石巻まちの本棚を見学する東北大生グループ。震災後に誕生した街の本屋さんとして関心が高まっている

 石巻市中央2丁目の石巻まちの本棚が27日、オープンして10周年を迎える。東日本大震災で被災した市中心部に「街の本屋さん」として誕生、市民に憩いの場を提供すると同時に、文化交流の場として街に新たな活力をもたらしてきた。

 一般社団法人ISHINOMAKI2.0と、被災地に本を届ける活動をしてきた一箱本送り隊による共同プロジェクトで、かつて書店だったスペースを改修して2013年7月27日にオープンした。

 約40平方メートルの広さに自由に本を閲覧できるコーナー(蔵書約2000冊)と新刊・古本を販売するコーナーを併設。図書館と書店機能を兼ね備えたユニークな「本屋さん」として、市民の心の糧にもなった。

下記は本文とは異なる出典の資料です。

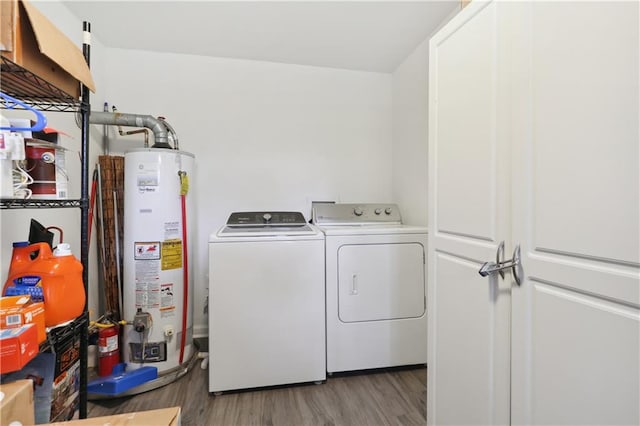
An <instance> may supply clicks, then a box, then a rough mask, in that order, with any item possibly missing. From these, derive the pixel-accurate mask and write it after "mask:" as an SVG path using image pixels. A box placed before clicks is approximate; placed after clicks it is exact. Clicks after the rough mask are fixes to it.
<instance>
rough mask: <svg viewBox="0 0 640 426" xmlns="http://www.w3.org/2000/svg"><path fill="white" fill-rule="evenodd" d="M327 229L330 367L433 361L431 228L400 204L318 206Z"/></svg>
mask: <svg viewBox="0 0 640 426" xmlns="http://www.w3.org/2000/svg"><path fill="white" fill-rule="evenodd" d="M312 219H313V223H315V224H316V225H318V227H319V228H320V229H321V230H322V231H323V233H324V234H325V252H326V259H325V262H326V297H327V300H326V305H327V306H326V308H327V372H328V373H334V372H339V371H353V370H363V369H371V368H383V367H392V366H402V365H413V364H426V362H427V311H426V306H427V301H426V297H427V284H426V283H427V271H426V249H427V228H425V227H416V226H406V225H403V224H402V221H401V217H400V212H399V210H398V207H397V206H396V205H394V204H333V203H314V205H313V214H312Z"/></svg>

 震災後のコミュニティーづくりにも力を入れてきた。壁面を作品展示のギャラリーとして開放。「いしのまき本の教室」と題したトークイベントも定期的に開催し、全国から出版・書店関係者らを招き街の本屋さんの可能性を探ってきた。

 震災後の本屋さんとしての新しいスタイルに関心も広がっている。2日には東北大1、2年生10人が見学に訪れた。同大課外・ボランティア活動支援センター高橋結特任助教(33)は「被災した街に魅力を生みだしているまちの本棚に興味があった」と話す。

 現在は、土・日・月曜に開館(午前11時~午後6時)。4人のスタッフで運営している。ISHINOMAKI2.0理事で、オープン当初から関わってきた石巻まちの本棚マネジャーの勝邦義さん(40)は「いろいろな人たちに支えられて今がある。人とのつながりを大事にし、この場所にしかない固有の文化を、本を介して発信していきたい」と語る。

 まちの本棚が主催する一大イベント「石巻一箱古本市」(10月7日)開催に合わせて、10周年記念冊子を発行する計画もある。